On June 27th, Dallas-born high school senior Francisco Galicia drove with some friends from Edinburg, Texas to a soccer scouting event at Ranger College in North Texas. They were stopped at a Border Patrol checkpoint in Falfurrias, about 65 miles north of their hometown, and were asked for papers, according to several media outlets. Even though Galicia—a U.S. citizen—provided his Texas birth certificate, a Texas ID card and social security card, he was detained. Almost a month later, he is still in custody because Border Patrol and ICE think his papers are fraudulent.
Although U.S. citizens make up only a small fraction of the total number of arrests made by ICE, it’s not necessarily a rare event, according to recent reports. In an April 2018 investigation, the Los Angeles Times found that ICE had released more than 1,480 people from its custody since 2012 after investigating their citizenship claims. In Texas alone, the Cato Institute estimated that ICE had wrongfully placed detainers — requests to local jails to hold a person in custody so ICE can pick them up — on hundreds of U.S. citizens between 2006 and 2017.

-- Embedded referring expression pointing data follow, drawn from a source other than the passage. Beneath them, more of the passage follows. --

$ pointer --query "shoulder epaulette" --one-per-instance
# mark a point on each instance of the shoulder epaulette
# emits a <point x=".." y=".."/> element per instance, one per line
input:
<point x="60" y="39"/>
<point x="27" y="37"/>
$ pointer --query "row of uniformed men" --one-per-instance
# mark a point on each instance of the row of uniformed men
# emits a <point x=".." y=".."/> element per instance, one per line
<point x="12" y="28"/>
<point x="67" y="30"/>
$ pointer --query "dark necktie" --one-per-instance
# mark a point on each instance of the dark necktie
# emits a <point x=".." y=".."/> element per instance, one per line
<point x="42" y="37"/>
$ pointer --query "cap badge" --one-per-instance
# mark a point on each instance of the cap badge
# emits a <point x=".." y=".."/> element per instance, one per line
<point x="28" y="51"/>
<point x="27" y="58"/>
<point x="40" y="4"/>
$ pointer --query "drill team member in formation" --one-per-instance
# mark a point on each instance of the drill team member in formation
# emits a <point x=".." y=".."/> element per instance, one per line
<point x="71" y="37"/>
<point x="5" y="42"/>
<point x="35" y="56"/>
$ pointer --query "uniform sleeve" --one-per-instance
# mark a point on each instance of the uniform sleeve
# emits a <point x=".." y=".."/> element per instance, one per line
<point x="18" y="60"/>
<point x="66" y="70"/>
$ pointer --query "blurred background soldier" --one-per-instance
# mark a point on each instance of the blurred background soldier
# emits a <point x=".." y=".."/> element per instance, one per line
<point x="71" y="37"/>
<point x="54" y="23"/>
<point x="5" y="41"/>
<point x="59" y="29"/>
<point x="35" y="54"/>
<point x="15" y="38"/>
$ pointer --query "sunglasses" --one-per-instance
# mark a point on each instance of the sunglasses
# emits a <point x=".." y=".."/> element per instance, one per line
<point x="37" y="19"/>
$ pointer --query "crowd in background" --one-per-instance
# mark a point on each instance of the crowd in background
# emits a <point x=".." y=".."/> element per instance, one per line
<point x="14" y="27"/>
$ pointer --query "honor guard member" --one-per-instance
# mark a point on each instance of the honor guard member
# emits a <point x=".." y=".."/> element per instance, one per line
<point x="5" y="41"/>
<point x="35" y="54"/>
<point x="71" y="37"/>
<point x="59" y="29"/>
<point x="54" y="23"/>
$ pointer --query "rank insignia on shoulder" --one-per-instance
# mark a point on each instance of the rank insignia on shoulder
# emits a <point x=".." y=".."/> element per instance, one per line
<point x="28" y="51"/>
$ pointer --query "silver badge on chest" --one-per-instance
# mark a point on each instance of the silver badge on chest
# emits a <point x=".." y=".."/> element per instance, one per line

If you are brown in America—regardless of your legal status—you have reason to be afraid. Even traveling with a copy of your birth certificate is not enough to protect you from detention and possible deportation if you run across a checkpoint with a demand of “papers, please!” The fear is even more palpable if you are undocumented, or have legal status and hope to apply for citizenship.
Things are only going to get worse. Under a new rule proposed by the Trump administration, Galicia might have already been deported.
The Trump administration is planning to expand a procedure to speed up deportations to include undocumented immigrants anywhere in the US who cannot prove they’ve lived in the US continuously for two years or more.
The change casts a wider net of undocumented immigrants subject to the fast-track deportation procedure known as “expedited removal,” which allows immigration authorities to remove an individual without a hearing before an immigration judge.
In doing so, the administration would be provided greater latitude in quickly deporting undocumented immigrants.
Living with that kind of fear on a constant basis takes a toll on human beings. Recent studies are pointing to the consequences for Latinos in this country.
Trump’s presidency may be making some people sick, a growing number of studies suggest. Researchers have begun to identify correlations between Trump’s election and worsening cardiovascular health, sleep problems, anxiety and stress, especially among Latinos in the United States.
A study published Friday using data from the Centers for Disease Control and Prevention found the risk of premature birth was higher than expected among Latina women following Trump’s election…
Beyond pregnancies, other studies have found increased fear, anxiety and anger among Latino youth since Trump’s election. One pediatric study of nearly 400 U.S.-born adolescents with at least one immigrant parent found increased blood pressure and problems sleeping. Another looking at more than 200 Latino parents noted increased psychological distress.
A paper published last year in the Annals of Behavioral Medicine found a correlation between deportation worries and higher blood pressure among Latina women, as well as a greater risk of obesity.
Notice that none of those studies distinguish between documented and undocumented Latinos. The toll is being felt by anyone who is brown in America these days.
Trump’s hate-filled rhetoric is not just a matter of racist words being spewed by the most powerful man in this country. Combine that with fears of deportation, as well as a rise in hate crimes, and it should not come as a surprise that fear-induced health problems are on the rise in the Latino community. Let’s not mince words: this is just one manifestation of what it means to have a racist in the White House.